March 08, 2022

Hopes for Replenishing RRF Dashed as Omnibus Excludes Additional Relief for Restaurants

Spending package to fund the government through 2022 fails to help 177,000 restaurants who were approved for but never received grants last year from the Restaurant Revitalization Fund (RRF).
With government spending running out this Friday (March 11), congressional negotiators are finalizing language today in a broad Omnibus spending package that will fund the government through the remainder of 2022, and it appears that restaurants will not be getting additional aid. 

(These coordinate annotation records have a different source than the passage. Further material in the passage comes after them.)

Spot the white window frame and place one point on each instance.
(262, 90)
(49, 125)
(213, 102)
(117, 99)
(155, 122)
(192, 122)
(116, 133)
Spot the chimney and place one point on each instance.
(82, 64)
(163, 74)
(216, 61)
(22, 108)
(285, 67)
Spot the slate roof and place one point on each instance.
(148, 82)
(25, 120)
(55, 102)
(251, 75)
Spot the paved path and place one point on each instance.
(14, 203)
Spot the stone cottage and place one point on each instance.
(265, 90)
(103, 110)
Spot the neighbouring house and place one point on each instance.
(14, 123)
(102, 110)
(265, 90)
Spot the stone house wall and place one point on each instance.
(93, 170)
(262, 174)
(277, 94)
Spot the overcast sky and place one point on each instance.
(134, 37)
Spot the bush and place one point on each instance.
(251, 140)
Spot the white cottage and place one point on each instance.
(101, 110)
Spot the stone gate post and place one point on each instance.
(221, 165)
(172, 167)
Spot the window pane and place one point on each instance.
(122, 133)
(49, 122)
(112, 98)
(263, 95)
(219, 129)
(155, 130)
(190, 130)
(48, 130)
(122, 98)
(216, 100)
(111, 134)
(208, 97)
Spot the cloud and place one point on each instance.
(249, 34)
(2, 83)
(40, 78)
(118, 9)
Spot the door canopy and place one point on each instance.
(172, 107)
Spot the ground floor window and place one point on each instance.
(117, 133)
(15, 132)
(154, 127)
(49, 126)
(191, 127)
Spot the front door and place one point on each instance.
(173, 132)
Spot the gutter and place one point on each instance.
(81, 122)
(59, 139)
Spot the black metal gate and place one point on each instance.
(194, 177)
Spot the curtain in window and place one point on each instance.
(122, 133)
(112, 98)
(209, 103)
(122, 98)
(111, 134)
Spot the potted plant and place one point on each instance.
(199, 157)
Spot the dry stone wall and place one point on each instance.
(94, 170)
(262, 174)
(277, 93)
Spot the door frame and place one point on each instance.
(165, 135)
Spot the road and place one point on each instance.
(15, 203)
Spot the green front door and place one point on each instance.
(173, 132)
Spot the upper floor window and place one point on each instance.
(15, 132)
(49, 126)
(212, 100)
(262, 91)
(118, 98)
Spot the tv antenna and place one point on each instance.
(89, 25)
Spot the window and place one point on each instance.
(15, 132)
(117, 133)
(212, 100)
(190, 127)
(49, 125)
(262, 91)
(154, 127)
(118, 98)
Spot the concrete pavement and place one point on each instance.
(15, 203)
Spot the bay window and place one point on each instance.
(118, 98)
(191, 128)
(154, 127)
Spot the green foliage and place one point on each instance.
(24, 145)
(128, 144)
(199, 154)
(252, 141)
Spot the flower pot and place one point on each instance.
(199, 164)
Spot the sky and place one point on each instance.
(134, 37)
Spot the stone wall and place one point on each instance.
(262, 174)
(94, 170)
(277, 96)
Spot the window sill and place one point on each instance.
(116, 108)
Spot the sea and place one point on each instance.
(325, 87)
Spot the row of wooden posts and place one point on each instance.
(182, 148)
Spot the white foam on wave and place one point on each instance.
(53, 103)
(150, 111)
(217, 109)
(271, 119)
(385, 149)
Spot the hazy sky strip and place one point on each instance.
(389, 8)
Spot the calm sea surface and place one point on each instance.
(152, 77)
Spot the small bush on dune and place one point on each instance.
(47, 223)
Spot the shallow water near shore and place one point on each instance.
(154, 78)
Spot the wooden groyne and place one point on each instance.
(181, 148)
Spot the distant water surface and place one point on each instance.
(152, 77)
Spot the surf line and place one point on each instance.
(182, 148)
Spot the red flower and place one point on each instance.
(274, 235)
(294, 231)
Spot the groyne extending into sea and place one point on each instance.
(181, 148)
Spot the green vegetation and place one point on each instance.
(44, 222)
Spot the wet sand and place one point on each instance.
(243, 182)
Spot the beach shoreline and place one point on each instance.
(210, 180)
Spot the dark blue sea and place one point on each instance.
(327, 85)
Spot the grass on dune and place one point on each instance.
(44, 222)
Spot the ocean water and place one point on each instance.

“Today’s news that Congress is walking away from the RRF is a gut punch to the 177,000 restaurants who now have some incredibly difficult decisions ahead of them,” said Association EVP, Public Affairs Sean Kennedy. “The pandemic is over for much of the economy, but small business restaurant owners have taken two steps back with every variant. We will continue to pursue an all-of-the-above agenda to rebuild and advance the nation’s second-largest private sector employer.”
Since the woefully underfunded RRF ran out of money last June, the Association, its partners at state restaurant associations, and restaurant supporters across the country have relentlessly advocated for Congress to replenish the program through any means possible, noting that restaurant recovery was going in reverse as the industry was forced to adapt to the delta and omicron variants, a labor shortage, inflation, and supply chain delays. 

Data show that the RRF worked; the first round alone saved 900,000 jobs. The Association’s 10th COVID-19 Operator Survey found that 94% of restaurant operators that applied for an RRF grant but did not receive funding said a future grant would enable them to retain or hire back employees that would otherwise have been temporarily or permanently laid off. In fact, the Association estimates that a second round would save 1.6 million jobs. 

With a vote on the Omnibus in the House of Representatives scheduled for Wed., March 9, and a vote in the Senate expected soon thereafter, it appears that restaurants—which were the first to shut down—will undoubtedly be the last to recover.